9-Acylation of 1-acyldipyrromethanes containing a dialkylboron mask for the alpha-acylpyrrole motif

1,9-Diacyldipyrromethanes are important precursors to porphyrins, yet synthetic access remains limited owing to (1) poor conversion in the 9-acylation of 1-acyldipyrromethanes and (2) handling difficulties because acyldipyrromethanes typically streak upon chromatography and give amorphous powders upon attempted crystallization. A reliable means for converting a dipyrromethane to a 1-acyldipyrromethane-dialkylboron complex was recently developed, where the dialkylboron (BR(2)) unit renders the complex hydrophobic and thereby facilitates isolation. Herein a refined preparation of 1,9-diacyldipyrromethanes is presented that employs the 1-acyldipyrromethane-BR(2) complex as a substrate for 9-acylation. The dialkylboron unit provides protection for the alpha-acylpyrrole unit. 9-Acylation requires formation of the pyrrolyl-MgBr reagent and the presence of 1 equiv of a nonnucleophilic base to quench the proton liberated upon alpha-acylation. Reaction of the 1-acyldipyrromethane-BR(2) complex (1 equiv) with mesitylmagnesium bromide (2 equiv) followed by the addition of an acylating agent (S-2-pyridyl thioate or acid chloride, 1.1 equiv) gives the corresponding 1,9-diacyldipyrromethane-BR(2) complex.
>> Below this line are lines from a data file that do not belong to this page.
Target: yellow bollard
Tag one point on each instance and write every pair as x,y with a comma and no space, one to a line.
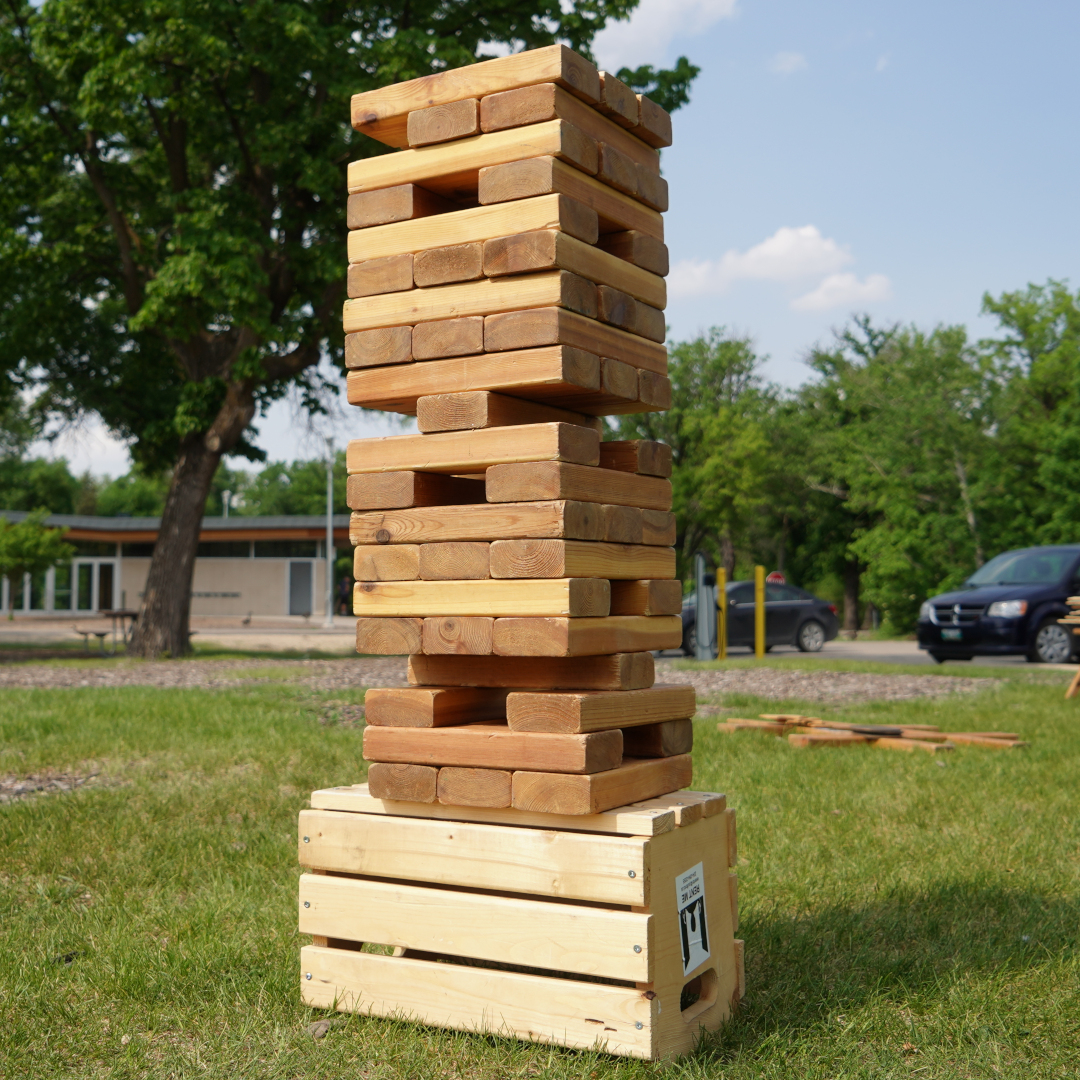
759,611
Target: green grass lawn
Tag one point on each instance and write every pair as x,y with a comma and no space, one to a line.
903,917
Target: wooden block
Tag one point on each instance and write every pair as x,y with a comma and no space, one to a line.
387,562
402,203
382,113
545,102
637,456
451,562
550,250
374,277
539,176
655,123
646,597
448,337
624,671
400,489
569,596
406,783
618,102
389,636
408,706
556,287
474,787
475,225
481,408
584,637
440,123
659,527
439,266
554,373
634,780
622,525
495,746
549,326
451,169
659,740
574,521
597,711
451,634
455,451
639,248
391,345
578,558
556,480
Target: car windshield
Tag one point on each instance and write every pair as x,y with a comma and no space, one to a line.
1043,567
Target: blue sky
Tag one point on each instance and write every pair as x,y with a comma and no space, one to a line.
899,159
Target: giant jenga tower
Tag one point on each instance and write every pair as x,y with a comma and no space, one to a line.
525,842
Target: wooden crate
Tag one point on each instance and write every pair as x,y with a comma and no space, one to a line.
576,931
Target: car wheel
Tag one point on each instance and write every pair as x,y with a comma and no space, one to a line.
811,636
1053,645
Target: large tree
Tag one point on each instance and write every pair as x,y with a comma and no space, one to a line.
172,210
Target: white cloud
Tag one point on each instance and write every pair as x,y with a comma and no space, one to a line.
655,24
845,291
790,254
787,63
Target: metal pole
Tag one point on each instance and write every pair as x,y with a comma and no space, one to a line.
759,611
328,623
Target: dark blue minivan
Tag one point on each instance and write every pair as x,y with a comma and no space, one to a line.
1010,605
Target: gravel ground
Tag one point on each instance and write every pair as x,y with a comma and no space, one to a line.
771,683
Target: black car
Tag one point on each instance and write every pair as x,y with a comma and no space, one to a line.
1010,606
792,617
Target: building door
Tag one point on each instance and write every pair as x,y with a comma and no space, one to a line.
299,588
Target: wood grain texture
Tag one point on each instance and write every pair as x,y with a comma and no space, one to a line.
569,596
382,113
408,706
455,451
408,783
440,123
553,288
551,326
584,637
475,225
623,671
454,635
453,169
495,746
389,636
575,521
474,787
396,490
597,711
556,480
634,780
578,558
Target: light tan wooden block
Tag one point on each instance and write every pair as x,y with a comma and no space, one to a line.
389,636
634,780
453,634
555,480
578,558
408,706
597,711
585,637
387,562
396,490
382,113
456,451
408,783
624,671
474,787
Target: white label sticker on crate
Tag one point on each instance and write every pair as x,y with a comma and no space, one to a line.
690,895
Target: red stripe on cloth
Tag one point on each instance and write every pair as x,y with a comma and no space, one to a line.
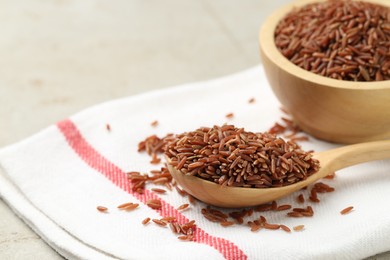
98,162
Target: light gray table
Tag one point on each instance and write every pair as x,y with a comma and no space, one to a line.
61,56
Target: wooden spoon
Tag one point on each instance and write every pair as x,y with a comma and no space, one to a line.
235,197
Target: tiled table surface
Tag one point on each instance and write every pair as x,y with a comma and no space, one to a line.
61,56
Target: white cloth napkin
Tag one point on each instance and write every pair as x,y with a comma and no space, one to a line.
55,179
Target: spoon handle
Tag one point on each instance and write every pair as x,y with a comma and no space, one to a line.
350,155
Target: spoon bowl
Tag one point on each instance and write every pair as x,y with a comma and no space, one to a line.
236,197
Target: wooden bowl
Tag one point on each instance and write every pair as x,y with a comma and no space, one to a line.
329,109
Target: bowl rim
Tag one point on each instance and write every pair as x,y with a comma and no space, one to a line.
268,46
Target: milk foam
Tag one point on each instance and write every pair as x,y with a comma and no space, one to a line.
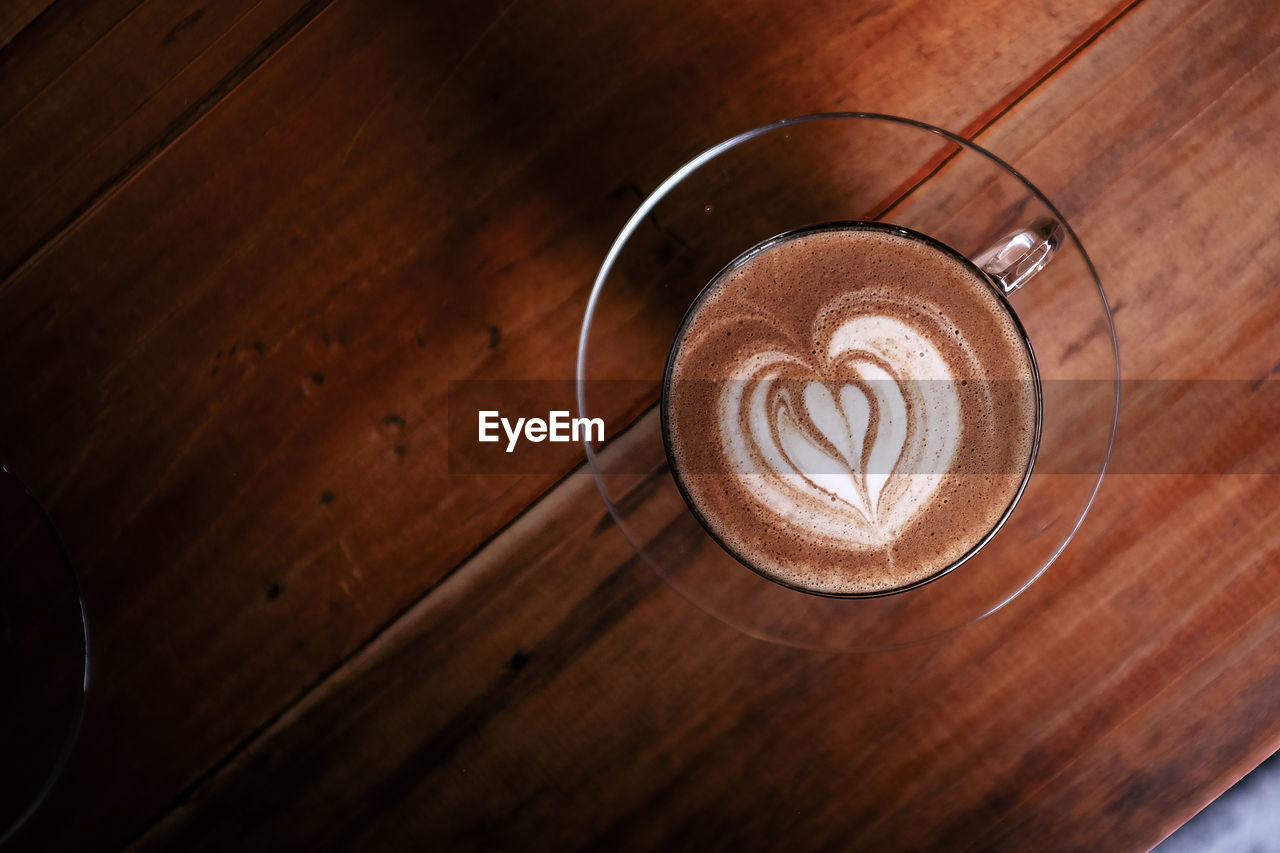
828,413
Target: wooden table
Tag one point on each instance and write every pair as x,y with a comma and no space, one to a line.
245,246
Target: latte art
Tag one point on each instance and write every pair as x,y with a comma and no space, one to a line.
831,416
812,441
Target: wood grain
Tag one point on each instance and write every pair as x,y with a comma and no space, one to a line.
552,692
17,16
132,91
227,373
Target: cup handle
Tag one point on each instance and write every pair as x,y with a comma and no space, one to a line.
1014,259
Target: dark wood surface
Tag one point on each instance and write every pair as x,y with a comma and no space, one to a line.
245,249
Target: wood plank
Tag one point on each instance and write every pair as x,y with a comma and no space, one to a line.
553,690
229,379
17,16
138,86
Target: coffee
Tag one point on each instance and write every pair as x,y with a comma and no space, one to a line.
850,409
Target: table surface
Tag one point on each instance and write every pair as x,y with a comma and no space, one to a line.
243,249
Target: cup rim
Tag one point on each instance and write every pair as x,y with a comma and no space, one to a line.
876,634
12,480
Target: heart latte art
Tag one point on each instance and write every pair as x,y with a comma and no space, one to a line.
850,410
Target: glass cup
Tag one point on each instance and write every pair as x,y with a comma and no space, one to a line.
44,655
798,174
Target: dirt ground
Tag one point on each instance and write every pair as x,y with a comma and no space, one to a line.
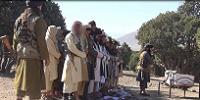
127,81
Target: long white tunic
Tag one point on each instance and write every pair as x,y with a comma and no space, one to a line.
50,71
72,72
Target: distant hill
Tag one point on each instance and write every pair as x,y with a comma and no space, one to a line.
130,40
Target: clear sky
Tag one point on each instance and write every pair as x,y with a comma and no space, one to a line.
115,17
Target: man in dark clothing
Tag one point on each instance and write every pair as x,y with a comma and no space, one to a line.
91,54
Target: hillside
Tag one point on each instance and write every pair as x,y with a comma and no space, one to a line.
130,40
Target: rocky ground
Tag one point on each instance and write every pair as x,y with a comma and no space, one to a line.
127,84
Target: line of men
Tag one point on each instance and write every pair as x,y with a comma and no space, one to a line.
83,64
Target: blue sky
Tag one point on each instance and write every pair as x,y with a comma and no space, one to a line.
117,18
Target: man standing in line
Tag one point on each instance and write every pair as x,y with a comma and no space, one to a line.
73,63
29,42
144,66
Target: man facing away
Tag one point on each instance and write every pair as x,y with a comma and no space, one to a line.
30,45
72,67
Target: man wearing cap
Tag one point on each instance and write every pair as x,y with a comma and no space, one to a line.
145,62
30,45
73,63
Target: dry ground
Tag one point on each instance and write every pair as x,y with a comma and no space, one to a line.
127,81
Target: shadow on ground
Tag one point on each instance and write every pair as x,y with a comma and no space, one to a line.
154,95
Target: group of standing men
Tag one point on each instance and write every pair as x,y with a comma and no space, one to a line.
83,64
The acylation method afforded 1,9-diacyldipyrromethane-BR(2) complexes with limited or no chromatography in yields of 64-92%. The 1,9-diacyldipyrromethane-BR(2) complexes are stable to routine handling, are readily soluble in common organic solvents, crystallize readily, and can now be prepared in multigram quantities through use of stoichiometric quantities of reagents.